Warum wollt ihr so einen Höhlenmenschen denn noch großartig beschützen? Menschen wie er haben im Hip-Hop nichts zu suchen. Punkt!

Du opfer der einziger Höhlenmensch hier bist du !!!

Das was MERT sagt können viele falsch verstehen aber es gibt immer etwas was jemanden so weit bringt man kann schwül oder lesbisch sein hat niemand was gegen aber so Sachen die keine andere Person macht sollten auch ******es nicht mache n sie müssen sich nicht immer bemitleiden sie sollen so leben wie sie wollen und nicht immer sagen wir werden beleidigt oder so wird nämlich jeder Mensch.!!

"schwül" ist höchstens das Wetter.

Homophobie ist keine Beleidigung, sondern einfach nur asoziale ******e.
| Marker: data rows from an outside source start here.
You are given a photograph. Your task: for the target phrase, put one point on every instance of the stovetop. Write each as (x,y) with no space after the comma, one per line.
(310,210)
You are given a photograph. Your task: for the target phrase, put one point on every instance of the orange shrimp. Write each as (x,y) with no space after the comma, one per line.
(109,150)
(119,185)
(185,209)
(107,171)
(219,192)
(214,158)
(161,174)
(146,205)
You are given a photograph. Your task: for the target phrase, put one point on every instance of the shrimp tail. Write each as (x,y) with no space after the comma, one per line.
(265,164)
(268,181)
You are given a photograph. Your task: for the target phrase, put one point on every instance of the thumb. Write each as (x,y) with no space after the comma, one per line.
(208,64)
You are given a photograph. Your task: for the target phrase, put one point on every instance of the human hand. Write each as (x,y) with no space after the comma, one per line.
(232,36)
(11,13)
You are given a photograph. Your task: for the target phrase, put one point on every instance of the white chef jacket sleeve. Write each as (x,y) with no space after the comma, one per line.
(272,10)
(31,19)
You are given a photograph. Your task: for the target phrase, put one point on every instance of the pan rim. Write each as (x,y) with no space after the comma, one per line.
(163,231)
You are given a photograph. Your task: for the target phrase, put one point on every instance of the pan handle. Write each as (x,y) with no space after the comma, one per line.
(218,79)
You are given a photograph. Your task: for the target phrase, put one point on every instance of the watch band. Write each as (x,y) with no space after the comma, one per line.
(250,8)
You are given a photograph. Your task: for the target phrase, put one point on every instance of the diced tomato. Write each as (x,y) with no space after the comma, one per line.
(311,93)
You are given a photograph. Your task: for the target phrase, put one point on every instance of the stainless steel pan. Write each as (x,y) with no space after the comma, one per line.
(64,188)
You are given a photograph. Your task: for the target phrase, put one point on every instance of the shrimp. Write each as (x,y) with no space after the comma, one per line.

Wir leben im 21. Jahrhundert und da sollte man doch wohl erwarten dürfen, dass Steinzeitdenken längst vorrüber ist!

ENDLICH. hut ab dafür, dass ihr endlich mal stellung bezieht. ekelhafte szene

Komisch nur dass ihr das kritisiert aber kriminelle, gewaltverherrlichende Rapper pusht. Seid bitte wenigstens konsequent!

Aber genau das wurde in dem Artikel doch angesprochen. In einem Song das Wort ********** zu sagen gehört bei der Szene dazu (ich finde das aich fragwürdig), jedoch eine homophobe Weltanschauung an andere Menschen zu vebreiten ist das was nicht toleriert wird.

Ich glaube nach dem Video gehe ich auch in Zukunft mal gegen Moscheen protestieren, zumindest wenn dass, das Weltbild ist, welches dort vermittelt wird. Wenn dann noch explizit Landsleute zu Hass gegen Bevölkerungsgruppen aufgerufen werden, ohne überhaupt auch nur den Versuch zu machen seine Meinung zu rechtfertigen, ist es einfach Verfassungsfeindlich. Ich fände es wäre besonders von Rooz und Aria ein sehr starkes Statement sich da mal in einem OnPoint oder waslos klar gegen zu positionieren. Wir stehen vor dem größten Deutschrap Image Problem seit Jahren!

Lasst doch mal bitte Religion da raus! Mert hat die Themen leider vermischt, er hat aber nicht behauptet, seine Meinung aus der Moschee zu haben. Moslems können genau so wenig pauschal was für Merts Aussagen, wie Rapfans.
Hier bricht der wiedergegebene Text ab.